This analysis aimed to identify the involvement of pathways such as: pyruvate metabolism (p = 0.0032856, −log(p) = 2.4834, Holm p = 0.30556, impact = 0.03409), glycolysis or gluconeogenesis (p = 0.0041979, −log(p) = 2.377, Holm p = 0.3862, impact = 0.03155), fatty acid biosynthesis (p = 0.01884, −log(p) = 1.7249, Holm p = 1.0, impact = 0.01123), sesquiterpenoid and triterpenoid biosynthesis (p = 0.0435, −log(p) = 1.3615, Holm p = 1.0, impact = 0.0), phenylalanine metabolism (p = 0.047375, −log(p) = 1.3244, Holm p = 1.0, impact = 0.0), cutin, suberin and wax biosynthesis (p = 0.070352, −log(p) = 1.1527, Holm p = 1.0, impact = 0.0), biosynthesis of unsaturated fatty acids (p = 0.085412, −log(p) = 1.0685, Holm p = 1.0, impact = 0.0), fatty acid elongation (p = 0.089145, −log(p) = 1.0499, Holm p = 1.0, impact = 0.0), glycosylphosphatidylinositol (GPI)-anchor biosynthesis (p = 0.10762, −log(p) = 0.96811, Holm p = 1.0, impact = 0.0), fatty acid degradation (p = 0.14009, −log(p) = 0.8536, Holm p = 1.0, impact = 0.0).
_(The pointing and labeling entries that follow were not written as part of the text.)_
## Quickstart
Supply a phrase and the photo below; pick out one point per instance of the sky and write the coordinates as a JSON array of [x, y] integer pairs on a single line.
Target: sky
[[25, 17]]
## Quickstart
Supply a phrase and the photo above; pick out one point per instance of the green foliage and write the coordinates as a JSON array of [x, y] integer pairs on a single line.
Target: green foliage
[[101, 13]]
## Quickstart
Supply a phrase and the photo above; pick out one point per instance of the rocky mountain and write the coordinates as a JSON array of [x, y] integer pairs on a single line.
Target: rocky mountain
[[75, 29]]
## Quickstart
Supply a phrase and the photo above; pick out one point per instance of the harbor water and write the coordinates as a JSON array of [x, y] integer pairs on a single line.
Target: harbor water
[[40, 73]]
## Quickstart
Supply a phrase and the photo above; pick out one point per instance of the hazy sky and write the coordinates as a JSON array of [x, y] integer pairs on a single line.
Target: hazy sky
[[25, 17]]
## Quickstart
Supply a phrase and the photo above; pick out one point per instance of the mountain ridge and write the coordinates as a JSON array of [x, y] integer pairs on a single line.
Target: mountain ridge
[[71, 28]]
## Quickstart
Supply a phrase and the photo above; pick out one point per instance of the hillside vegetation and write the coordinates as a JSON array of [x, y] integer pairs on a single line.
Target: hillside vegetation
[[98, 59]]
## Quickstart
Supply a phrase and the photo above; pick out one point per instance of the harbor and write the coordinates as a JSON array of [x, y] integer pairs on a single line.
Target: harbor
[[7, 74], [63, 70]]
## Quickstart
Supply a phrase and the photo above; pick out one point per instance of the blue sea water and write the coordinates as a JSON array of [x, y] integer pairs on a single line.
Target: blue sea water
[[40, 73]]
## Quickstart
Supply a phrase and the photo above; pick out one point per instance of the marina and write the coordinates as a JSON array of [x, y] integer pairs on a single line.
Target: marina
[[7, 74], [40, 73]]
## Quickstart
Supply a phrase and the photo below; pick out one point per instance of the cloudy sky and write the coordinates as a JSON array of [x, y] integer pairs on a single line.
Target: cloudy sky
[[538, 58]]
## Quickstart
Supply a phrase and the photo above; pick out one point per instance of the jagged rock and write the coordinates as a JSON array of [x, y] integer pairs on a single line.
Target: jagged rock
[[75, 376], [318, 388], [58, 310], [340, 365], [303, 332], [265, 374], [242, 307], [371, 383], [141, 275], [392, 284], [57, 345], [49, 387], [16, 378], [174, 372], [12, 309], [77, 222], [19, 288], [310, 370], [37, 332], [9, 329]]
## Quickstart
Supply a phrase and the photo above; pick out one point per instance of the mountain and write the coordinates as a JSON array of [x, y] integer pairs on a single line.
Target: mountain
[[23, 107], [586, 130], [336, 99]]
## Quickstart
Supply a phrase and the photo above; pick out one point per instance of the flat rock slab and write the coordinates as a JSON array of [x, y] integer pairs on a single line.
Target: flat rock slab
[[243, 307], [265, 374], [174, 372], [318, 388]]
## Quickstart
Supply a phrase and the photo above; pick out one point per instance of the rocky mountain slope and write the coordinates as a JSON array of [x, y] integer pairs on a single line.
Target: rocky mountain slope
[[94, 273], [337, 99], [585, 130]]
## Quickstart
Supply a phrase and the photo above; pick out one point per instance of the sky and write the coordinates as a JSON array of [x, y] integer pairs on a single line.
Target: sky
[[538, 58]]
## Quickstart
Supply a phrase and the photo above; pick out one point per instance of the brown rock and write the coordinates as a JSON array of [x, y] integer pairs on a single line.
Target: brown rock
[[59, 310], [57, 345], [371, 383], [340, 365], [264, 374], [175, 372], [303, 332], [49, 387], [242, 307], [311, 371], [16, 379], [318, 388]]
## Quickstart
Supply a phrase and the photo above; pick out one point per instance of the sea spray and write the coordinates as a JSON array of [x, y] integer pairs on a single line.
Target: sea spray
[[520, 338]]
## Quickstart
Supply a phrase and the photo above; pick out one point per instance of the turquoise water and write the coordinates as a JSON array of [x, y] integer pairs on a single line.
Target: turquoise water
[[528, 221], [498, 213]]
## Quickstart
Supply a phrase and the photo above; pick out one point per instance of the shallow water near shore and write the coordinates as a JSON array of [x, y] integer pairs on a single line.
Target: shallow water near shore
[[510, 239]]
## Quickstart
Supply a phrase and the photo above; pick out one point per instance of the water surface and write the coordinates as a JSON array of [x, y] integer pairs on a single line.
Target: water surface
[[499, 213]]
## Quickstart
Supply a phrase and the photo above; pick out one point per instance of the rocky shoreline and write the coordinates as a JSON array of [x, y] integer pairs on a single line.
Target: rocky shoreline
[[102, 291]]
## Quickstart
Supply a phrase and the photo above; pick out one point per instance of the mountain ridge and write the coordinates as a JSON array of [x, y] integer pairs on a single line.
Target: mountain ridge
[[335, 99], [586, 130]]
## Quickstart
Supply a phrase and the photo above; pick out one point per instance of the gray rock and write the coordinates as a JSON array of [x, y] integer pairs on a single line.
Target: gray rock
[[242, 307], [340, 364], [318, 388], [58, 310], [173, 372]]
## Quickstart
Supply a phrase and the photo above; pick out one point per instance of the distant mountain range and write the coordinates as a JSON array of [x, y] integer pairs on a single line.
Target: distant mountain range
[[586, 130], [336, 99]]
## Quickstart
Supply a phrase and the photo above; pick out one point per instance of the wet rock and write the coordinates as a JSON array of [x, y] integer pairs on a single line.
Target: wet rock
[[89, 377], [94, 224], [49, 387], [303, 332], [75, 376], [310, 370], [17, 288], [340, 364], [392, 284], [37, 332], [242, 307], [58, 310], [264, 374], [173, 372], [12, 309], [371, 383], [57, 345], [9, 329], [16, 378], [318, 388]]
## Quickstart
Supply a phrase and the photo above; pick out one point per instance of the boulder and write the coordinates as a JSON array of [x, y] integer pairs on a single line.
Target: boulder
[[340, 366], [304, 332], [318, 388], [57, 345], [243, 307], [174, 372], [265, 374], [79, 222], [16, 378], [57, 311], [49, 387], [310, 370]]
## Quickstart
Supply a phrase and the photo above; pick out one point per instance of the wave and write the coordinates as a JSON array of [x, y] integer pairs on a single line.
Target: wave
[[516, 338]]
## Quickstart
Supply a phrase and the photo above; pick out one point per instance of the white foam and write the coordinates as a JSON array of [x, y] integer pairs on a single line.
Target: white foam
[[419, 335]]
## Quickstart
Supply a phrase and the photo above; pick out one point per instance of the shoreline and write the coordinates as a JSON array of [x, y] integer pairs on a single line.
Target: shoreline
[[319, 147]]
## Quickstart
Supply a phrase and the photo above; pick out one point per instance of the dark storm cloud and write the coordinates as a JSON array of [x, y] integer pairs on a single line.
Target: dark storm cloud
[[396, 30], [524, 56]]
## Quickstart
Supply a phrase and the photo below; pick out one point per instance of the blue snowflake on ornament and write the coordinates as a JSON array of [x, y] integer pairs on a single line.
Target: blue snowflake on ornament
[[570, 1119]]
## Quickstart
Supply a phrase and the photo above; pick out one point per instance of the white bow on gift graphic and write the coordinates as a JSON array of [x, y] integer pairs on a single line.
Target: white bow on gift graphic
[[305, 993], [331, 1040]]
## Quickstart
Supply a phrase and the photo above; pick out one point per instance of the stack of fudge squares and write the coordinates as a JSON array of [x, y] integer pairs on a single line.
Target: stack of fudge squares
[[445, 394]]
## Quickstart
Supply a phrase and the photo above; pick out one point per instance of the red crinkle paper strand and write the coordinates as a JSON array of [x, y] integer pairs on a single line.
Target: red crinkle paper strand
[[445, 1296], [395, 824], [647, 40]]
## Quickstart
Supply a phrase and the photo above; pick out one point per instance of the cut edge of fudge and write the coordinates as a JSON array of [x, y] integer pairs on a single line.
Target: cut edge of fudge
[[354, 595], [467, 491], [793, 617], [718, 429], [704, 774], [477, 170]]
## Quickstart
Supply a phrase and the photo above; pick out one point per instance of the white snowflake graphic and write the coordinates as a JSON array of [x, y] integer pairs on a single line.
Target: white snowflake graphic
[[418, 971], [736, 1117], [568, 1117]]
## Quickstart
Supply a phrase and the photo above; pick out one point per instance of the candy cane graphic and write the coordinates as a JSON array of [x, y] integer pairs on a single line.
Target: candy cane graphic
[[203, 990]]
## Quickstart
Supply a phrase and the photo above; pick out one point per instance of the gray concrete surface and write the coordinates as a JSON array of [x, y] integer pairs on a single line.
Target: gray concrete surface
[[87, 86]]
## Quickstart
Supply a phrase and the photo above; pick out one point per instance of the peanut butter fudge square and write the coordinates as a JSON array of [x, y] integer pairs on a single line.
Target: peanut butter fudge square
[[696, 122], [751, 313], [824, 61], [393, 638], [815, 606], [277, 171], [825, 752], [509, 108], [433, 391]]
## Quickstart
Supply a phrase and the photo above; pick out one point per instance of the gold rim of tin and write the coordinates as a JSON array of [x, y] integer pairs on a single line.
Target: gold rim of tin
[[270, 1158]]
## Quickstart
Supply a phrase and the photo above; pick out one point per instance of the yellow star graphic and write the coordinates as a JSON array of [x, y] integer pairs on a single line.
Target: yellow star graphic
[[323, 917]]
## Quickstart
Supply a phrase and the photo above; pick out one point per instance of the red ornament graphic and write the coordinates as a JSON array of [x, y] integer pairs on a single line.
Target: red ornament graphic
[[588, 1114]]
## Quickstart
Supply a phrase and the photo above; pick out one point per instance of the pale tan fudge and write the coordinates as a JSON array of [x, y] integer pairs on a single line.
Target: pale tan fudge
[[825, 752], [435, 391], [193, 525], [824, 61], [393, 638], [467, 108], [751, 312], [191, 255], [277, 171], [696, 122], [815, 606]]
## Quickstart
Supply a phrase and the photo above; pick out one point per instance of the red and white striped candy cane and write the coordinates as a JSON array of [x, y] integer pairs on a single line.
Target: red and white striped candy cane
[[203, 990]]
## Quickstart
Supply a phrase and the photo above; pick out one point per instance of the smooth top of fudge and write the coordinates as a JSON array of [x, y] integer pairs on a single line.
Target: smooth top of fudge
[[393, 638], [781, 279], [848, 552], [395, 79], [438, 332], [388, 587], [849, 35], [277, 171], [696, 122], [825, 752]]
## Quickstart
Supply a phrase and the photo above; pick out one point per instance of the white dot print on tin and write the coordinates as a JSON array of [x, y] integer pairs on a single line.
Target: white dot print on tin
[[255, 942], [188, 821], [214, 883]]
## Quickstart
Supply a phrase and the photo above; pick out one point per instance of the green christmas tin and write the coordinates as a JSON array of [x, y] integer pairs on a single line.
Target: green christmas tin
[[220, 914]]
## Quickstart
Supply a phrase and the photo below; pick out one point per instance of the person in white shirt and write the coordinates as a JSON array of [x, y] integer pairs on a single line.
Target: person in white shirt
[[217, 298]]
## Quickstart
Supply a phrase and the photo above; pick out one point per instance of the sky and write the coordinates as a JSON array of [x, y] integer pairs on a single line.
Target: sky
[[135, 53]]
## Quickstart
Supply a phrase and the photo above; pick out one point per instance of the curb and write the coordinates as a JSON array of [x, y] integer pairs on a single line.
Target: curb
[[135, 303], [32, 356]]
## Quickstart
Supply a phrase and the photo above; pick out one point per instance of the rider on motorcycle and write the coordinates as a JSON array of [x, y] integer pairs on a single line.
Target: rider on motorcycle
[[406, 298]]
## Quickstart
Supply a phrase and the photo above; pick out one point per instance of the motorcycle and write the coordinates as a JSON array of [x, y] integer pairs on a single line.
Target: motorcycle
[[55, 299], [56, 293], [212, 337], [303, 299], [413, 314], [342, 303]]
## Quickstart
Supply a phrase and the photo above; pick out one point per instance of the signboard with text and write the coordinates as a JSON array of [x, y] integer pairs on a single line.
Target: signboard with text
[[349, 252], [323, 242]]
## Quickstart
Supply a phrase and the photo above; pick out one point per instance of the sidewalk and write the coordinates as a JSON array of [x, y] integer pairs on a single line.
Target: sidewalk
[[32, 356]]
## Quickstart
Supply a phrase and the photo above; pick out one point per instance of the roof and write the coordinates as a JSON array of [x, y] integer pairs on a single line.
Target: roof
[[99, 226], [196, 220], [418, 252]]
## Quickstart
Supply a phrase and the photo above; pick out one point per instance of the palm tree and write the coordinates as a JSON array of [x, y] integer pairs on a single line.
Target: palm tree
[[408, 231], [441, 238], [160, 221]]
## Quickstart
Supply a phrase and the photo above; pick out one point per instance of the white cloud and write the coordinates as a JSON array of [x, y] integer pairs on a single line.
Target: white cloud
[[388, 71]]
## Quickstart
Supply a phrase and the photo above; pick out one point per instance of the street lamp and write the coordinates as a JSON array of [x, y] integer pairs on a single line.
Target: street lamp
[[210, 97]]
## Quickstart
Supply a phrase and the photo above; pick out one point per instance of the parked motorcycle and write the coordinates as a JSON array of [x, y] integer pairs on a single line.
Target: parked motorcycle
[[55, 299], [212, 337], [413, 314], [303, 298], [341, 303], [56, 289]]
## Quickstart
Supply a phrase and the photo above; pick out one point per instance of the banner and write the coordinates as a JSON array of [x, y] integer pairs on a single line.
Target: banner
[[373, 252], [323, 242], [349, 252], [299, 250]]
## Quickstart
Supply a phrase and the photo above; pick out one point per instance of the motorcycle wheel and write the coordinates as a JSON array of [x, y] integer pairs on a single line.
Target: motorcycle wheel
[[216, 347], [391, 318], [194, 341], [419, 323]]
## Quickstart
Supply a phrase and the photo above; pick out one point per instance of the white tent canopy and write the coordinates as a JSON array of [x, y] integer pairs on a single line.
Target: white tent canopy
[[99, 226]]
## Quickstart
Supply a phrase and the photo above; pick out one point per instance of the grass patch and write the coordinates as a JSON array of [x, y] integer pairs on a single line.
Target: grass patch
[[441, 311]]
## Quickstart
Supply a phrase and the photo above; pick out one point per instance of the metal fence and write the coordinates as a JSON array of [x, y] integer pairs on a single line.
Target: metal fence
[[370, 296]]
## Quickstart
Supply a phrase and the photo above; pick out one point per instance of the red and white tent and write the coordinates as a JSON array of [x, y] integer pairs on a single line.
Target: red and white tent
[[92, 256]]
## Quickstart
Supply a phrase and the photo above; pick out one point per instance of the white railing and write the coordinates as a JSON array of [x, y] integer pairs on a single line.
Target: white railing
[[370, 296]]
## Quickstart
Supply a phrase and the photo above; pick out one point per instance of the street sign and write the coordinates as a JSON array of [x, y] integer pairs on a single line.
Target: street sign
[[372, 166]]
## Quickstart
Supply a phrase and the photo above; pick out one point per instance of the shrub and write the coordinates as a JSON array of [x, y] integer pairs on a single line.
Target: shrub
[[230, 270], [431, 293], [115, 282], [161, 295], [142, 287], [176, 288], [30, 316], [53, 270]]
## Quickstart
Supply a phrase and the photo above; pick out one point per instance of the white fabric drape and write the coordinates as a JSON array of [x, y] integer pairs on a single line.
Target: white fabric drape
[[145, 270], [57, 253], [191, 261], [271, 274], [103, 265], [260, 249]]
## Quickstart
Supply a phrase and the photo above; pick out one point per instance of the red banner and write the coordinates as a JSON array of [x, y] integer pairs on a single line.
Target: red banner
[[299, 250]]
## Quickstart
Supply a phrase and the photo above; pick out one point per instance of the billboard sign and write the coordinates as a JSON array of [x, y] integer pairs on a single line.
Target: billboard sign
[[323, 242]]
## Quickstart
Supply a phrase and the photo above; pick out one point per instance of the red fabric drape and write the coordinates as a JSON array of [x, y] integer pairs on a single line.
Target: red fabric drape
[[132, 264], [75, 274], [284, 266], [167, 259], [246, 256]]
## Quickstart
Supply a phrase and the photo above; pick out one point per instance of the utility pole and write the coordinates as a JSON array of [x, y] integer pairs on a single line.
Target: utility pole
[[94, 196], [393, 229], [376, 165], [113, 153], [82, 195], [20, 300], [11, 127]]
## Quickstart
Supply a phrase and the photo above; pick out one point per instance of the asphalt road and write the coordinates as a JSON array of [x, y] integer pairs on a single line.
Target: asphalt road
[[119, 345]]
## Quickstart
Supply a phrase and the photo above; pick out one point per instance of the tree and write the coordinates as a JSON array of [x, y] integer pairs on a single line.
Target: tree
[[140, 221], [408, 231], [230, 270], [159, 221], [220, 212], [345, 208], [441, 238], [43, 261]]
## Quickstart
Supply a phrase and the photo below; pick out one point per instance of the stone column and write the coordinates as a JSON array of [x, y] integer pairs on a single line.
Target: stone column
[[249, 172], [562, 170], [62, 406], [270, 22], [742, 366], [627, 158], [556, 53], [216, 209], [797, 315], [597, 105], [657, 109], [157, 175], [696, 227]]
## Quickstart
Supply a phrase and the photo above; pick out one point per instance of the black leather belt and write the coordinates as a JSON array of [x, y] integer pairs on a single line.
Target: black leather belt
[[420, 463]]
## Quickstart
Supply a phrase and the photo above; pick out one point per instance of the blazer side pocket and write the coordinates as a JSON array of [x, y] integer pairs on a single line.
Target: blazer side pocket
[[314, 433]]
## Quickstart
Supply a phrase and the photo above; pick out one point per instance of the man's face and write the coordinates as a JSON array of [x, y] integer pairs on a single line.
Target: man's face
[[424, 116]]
3.5.2 Biochemical alteration of the peel, pulp, and seed in Hass avocado. Fig. 10A and B show the metabolic pathways constructed from the KEGG (blue), HMDB (purple), Lipid Maps (orange), and MetaCyc (brown) databases, representing the metabolites in these colors and the different enzymes involved in these processes in red. The biochemical pathways associated with the various metabolites present in the biosynthesis process of these compounds are represented in green. In Fig. 10A, a lower density of connections and a limited number of activated pathways are observed through the expression of response metabolites in the peel following endosulfan exposure, highlighting the activation of pathways such as: phospholipid pathway, toluene degradation, lipid metabolism, monoterpenoid biosynthesis, fatty acid biosynthesis, sphingolipid pathway, sesquiterpenoid and triterpenoid biosynthesis. Therefore, biologically, the activation of these biochemical pathways suggests an initial response to oxidative stress caused by endosulfan, where chemical species are generated from lipid metabolism. On the other hand, in Fig. 10B, the participation of biochemical pathways such as lipid metabolism, toluene degradation, sphingolipid pathway, phospholipid pathway, lipid biosynthesis, fatty acid biosynthesis, sesquiterpenoid and triterpenoid biosynthesis, and the Krebs cycle (TCA cycle) is observed.
image file: d5fb00163c-f10.tif
Fig. 10 (A) Biochemical pathways identified in the xenovolatilomic profile for Hass avocado peel during an 8 day exposure period. (B) Biochemical pathways identified in the xenovolatilomic profile for Hass avocado peel during a 20 day exposure period.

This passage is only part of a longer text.